Hun you need to talk to me, tell me how your feeling. I'm here for ya and allways will be and i would give my life for you. So please don't shut me or anyone else out, we're all here for you and you need to look after yourself and not worry about me or anyone else, we can cope, you support others now let us support you. We all love you.

**Plays Nightminds**

That song is from me to you right now, listen to it and imagine me saying (me can't sing hehe) to you, and let me help you, im in a good place after to today, im feeling good about life and you don't need to worry about me anymore, but i want me and you to go back to the way things were, when we was able to talk about ANYTHING (i'll even let ya ask me some personal question on skype lol and you know how much i HATE them hehe) I just want things back the way they was and me n you not having this 'tension' there, i promised you that was gonna change and it is, from today, and i swear that on my family's life.
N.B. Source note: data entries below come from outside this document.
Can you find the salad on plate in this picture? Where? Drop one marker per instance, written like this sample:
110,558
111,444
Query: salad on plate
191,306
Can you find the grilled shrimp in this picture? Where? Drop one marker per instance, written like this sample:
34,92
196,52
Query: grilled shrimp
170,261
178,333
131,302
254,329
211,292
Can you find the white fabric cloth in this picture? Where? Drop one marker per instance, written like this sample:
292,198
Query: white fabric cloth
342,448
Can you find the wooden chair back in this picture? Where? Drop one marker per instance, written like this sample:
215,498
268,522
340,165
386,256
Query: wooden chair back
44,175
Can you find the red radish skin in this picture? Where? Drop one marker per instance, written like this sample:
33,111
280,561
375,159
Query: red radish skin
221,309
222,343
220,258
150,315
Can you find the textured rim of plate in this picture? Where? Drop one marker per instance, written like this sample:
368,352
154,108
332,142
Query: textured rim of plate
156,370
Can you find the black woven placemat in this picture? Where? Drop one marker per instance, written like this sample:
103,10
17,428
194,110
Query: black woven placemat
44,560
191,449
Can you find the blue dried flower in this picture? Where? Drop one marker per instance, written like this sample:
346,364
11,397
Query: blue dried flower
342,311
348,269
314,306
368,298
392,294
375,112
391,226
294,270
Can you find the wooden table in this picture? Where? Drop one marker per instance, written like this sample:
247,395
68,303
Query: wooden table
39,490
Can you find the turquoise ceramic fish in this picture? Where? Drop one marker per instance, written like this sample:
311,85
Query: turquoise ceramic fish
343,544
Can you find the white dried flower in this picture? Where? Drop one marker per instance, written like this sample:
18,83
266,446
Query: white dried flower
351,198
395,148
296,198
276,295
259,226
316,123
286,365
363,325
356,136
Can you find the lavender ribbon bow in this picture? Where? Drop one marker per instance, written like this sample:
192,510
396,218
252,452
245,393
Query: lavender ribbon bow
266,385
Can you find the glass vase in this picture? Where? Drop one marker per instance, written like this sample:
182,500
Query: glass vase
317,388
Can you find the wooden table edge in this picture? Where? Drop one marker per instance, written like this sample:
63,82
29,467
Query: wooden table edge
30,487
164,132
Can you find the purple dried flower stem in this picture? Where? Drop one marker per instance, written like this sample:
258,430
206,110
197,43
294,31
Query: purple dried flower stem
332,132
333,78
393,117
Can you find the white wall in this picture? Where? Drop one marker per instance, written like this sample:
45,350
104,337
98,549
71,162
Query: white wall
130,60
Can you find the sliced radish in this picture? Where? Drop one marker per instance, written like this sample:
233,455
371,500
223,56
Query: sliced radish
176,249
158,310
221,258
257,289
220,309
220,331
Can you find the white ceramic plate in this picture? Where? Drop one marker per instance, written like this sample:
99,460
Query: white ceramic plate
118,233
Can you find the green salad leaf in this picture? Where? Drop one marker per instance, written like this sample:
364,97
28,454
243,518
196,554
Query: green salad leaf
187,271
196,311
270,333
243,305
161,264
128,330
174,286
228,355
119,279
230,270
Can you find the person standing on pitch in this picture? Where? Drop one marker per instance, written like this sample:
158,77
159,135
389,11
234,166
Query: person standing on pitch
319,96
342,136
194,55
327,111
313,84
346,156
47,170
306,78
Talk to me hun.

Ima try talk to you later on tonight, think me and you need to have a proper chat.

I love you,

Vikki

**hug attack**​
 
A

ALB_JRS

#9
sorry bout all that m'lady :sad: hey........... im a guy! <mod edit: Mal - too triggering> ahh go on, u know u wanna! im sure you'll hear this alot and you'll never believe it, in the big scheme of things, those guys were a few out of billions :blink: just be careful and more responsible in the future eh?

:mellow:
Mal edited you.... "too triggering" ? :dry: :dry: :dry:

"so *thank you*, male species. *thank you*." :dry:


*hug ester
 

LetItGo

Staff Alumni
#13
Ester it shatters me to hear how much youve been through. The behaviour of some guys is just fucking outrageous!!! I mean how fucking pathetic is it that as men we are willing to debase ourselves, and abuse other people just to get our jollies off

I hate to see you suffering so much pain. Your a wonderful person, a magnificent spirit and so full of life. You deserve the very best of humanity, not the very worse. So many of my friends now...so much pain...and so much of it caused by US!. Its really starting to wear me down...

All i can say is that you have to realise not all guys are like that, were really not. Ill completely understand though if you can never be intimate with a male again...its hardly surprising, and I think that applies to a good deal of woman on this site.

Id also like to ask you to lay off the hash cookies and alcohol a little, please, just cut down a little bit if you can.